Cantique : Cantique 243 : Grand Dieu nous te bénissons, strophes 1, 2 et 3. Recueil Arc en Ciel.
Prédication :
Frères et sœurs, j’aimerais mettre en résonance ces deux textes de l’Ecriture. Cette exhortation de Paul à sortir
de notre sommeil et ce récit du livre des Rois concernant le prophète Elie.
Je crois que ce rapprochement peut nous aider à comprendre notre propre expérience spirituelle, à la penser
comme étant toujours expérience de “sommeil” et expérience de “réveil”.
Il n’est pas rare dans nos milieux que nous évoquions le “réveil”, mais nous ne sommes pas assez attentifs au
“sommeil”. Peut-être parce que nous le ressentons comme une faute, comme un état indigne qui ne devrait
pas être ? Mais comprendre le second, suppose de s’intéresser aussi un peu au premier. Sommeil et Réveil
sont les deux temps d’une unique expérience.
Le livre des Rois présente d’abord Elie comme ce prophète courageux, audacieux, capable de défier les
puissances religieuses et les puissances politiques ; comme cet homme de foi dont la prière persévérante
obtient la pluie du ciel. Il est l’exemple du croyant fort, engagé, hardi, totalement consacré à sa vocation et
dont la conviction est inébranlable. Une sorte de “super-héros” de la foi.
Mais d’un chapitre à l’autre le voici qui passe brutalement du Carmel au désert.
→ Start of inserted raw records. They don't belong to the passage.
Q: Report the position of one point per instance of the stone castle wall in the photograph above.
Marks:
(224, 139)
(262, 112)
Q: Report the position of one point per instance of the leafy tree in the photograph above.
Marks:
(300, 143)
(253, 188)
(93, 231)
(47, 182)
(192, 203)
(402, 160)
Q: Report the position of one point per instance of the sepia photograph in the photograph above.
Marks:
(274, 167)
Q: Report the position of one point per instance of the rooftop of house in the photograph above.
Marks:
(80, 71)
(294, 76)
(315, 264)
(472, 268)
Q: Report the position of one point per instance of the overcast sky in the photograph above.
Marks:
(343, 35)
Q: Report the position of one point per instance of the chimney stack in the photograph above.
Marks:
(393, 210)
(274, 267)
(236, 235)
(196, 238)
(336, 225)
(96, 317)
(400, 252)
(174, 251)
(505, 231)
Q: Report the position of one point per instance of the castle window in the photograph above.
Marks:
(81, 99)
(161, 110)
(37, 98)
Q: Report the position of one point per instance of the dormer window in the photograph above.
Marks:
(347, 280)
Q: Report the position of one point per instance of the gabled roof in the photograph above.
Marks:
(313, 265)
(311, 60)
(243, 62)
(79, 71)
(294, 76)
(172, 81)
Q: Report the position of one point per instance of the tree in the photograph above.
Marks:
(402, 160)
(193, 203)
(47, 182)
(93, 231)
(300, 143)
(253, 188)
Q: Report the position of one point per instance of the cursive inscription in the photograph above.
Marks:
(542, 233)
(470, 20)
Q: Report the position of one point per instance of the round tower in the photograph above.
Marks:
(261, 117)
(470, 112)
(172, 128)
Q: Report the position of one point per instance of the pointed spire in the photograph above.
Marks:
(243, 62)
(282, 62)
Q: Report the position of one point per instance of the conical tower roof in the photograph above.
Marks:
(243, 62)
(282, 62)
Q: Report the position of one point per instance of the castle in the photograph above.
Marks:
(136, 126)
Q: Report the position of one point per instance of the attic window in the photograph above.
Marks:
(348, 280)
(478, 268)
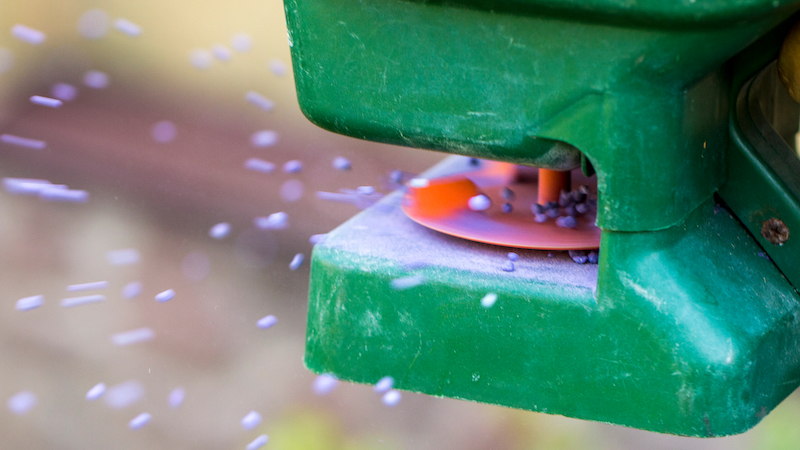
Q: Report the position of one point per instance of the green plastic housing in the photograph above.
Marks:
(688, 331)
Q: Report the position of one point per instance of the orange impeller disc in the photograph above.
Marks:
(442, 204)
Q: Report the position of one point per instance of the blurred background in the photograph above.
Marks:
(160, 145)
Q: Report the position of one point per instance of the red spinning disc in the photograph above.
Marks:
(442, 205)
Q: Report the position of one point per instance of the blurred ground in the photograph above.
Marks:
(161, 198)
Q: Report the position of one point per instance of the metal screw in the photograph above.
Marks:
(775, 231)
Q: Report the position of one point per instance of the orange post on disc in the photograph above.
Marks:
(551, 183)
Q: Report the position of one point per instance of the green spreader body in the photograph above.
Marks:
(685, 326)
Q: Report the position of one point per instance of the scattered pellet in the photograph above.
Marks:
(396, 176)
(96, 392)
(277, 67)
(176, 397)
(164, 131)
(488, 300)
(6, 60)
(293, 166)
(27, 34)
(258, 442)
(365, 190)
(46, 101)
(479, 202)
(93, 24)
(259, 165)
(264, 138)
(65, 92)
(354, 199)
(96, 79)
(579, 256)
(566, 222)
(165, 296)
(292, 190)
(58, 194)
(220, 230)
(391, 398)
(83, 300)
(221, 52)
(139, 421)
(122, 257)
(251, 420)
(241, 42)
(29, 303)
(124, 394)
(324, 384)
(21, 403)
(133, 336)
(341, 163)
(128, 27)
(317, 238)
(418, 182)
(407, 282)
(384, 384)
(196, 266)
(201, 58)
(267, 322)
(28, 186)
(132, 290)
(297, 261)
(87, 286)
(275, 221)
(23, 142)
(259, 100)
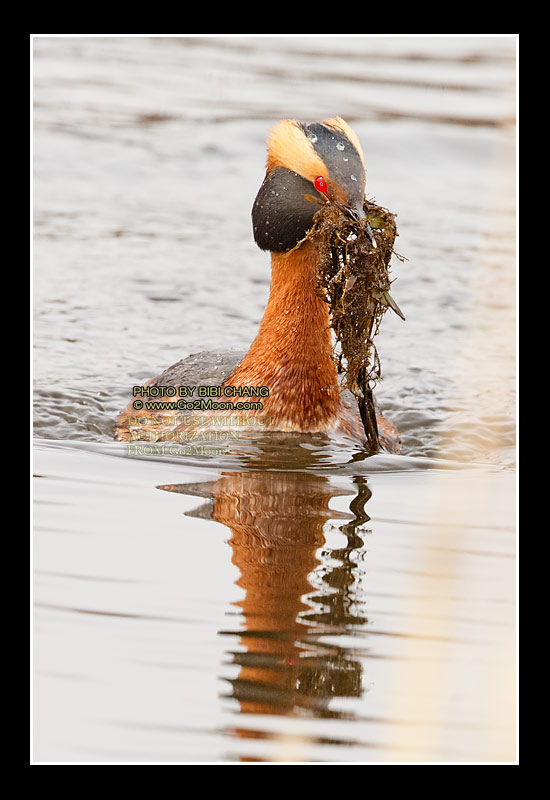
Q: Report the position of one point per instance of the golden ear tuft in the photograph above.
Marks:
(339, 124)
(288, 146)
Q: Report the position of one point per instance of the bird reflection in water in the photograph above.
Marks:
(296, 590)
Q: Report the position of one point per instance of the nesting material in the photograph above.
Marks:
(354, 279)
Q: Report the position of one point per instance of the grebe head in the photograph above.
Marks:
(323, 162)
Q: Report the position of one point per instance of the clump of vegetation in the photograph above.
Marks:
(354, 279)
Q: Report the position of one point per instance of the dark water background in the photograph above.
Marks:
(287, 601)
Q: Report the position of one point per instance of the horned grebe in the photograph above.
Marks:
(292, 354)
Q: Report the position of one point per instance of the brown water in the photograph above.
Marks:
(289, 600)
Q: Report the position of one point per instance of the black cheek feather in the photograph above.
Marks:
(281, 215)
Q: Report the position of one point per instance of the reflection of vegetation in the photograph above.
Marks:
(277, 520)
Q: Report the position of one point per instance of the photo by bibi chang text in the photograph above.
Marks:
(199, 398)
(202, 391)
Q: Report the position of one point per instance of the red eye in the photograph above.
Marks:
(320, 184)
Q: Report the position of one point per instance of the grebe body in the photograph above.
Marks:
(292, 354)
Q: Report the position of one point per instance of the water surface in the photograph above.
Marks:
(290, 600)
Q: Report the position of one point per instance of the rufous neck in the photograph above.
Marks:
(292, 353)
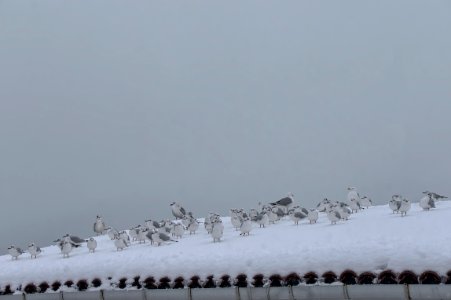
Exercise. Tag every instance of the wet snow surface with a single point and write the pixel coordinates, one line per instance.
(371, 240)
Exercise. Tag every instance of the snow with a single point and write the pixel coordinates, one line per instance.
(373, 239)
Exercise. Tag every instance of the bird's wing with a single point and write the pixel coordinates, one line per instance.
(76, 239)
(164, 237)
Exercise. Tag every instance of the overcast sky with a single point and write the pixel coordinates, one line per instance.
(120, 107)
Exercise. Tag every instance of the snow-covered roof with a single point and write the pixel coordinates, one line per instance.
(372, 240)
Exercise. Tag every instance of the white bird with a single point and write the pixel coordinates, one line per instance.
(246, 226)
(133, 232)
(344, 211)
(296, 216)
(366, 202)
(235, 218)
(159, 238)
(193, 226)
(395, 203)
(285, 202)
(66, 248)
(112, 233)
(427, 202)
(354, 199)
(334, 216)
(312, 216)
(142, 235)
(435, 195)
(262, 219)
(125, 237)
(92, 244)
(405, 207)
(99, 226)
(178, 230)
(120, 243)
(178, 211)
(34, 250)
(15, 252)
(217, 231)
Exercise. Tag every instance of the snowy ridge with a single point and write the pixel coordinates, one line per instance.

Une nouvelle fois sous la
menace, Elie fuit au désert, dans le doute, en proie au découragement, éprouvant un désir de mort, et
finalement sombrant en léthargie.
Personne ne lui jettera la pierre.
Qui n’a jamais éprouvé l’envie de fuir, la tentation de renoncer, de se replier sur soi, de se recroqueviller.
Chacun sait (ou saura) ce que l’on éprouve à être à nouveau confronté au mal quand on aspirait à un peu
d’apaisement. C’est profondément décourageant.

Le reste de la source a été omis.